SQL Undefined and Null Semantics in Search Filters

SQL-style null semantics can confuse search filters because search systems do not always treat missing fields, explicit nulls, empty strings, empty arrays, and undefined application values the same way a relational database treats NULL.

For RAG, semantic search, and document retrieval, this matters because filters decide which records enter the retrieval set. If null and undefined behavior is unclear, the search system may silently exclude relevant documents or include documents that should not match.

Short Answer

SQL NULL means the value is unknown or absent, and SQL comparisons with NULL use three-valued logic: true, false, and unknown.

Search filters often use a simpler model. A field may be present, missing, null, empty, or unindexed. Some search systems merge missing and null into one null state. Others distinguish them. Some treat empty strings or empty arrays as null-like values.

The safest rule is to define null semantics at ingestion time, index the states you plan to filter on, and avoid assuming that field != value automatically includes null or missing records.

SQL NULL Is Not a Normal Value

In SQL, NULL is not equal to anything, including another NULL.

This is why SQL uses special predicates:

WHERE department IS NULL
WHERE department IS NOT NULL

A condition such as this does not behave like many beginners expect:

WHERE department != 'sales'

Rows where department is NULL do not simply pass the filter. The comparison evaluates to unknown, not true.

Three-Valued Logic Explained

SQL filters evaluate expressions as true, false, or unknown.

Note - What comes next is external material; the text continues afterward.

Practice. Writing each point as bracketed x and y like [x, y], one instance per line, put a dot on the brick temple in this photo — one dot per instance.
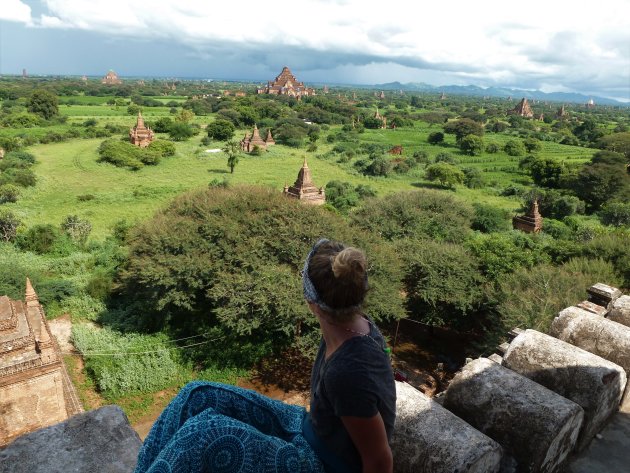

Only true rows are returned. False rows are excluded. Unknown rows are also excluded unless the query explicitly asks for them with IS NULL or a similar condition.

This is useful in relational systems, but it can surprise teams when they move metadata filtering into document search or vector search.

Search Filters Often Use Different Semantics

Search systems are usually built around indexes. If a field is missing, there may be no posting list entry for that field. If a field is null, the system may need a separate null-state index to find it efficiently.

That means null filtering is not only a logic question. It is also an indexing question.

A search system may need to know ahead of time whether it should track null states, property length, timestamps, or other filterable metadata.

Undefined Is Usually an Application Concept

SQL has NULL, but it does not have JavaScript-style undefined.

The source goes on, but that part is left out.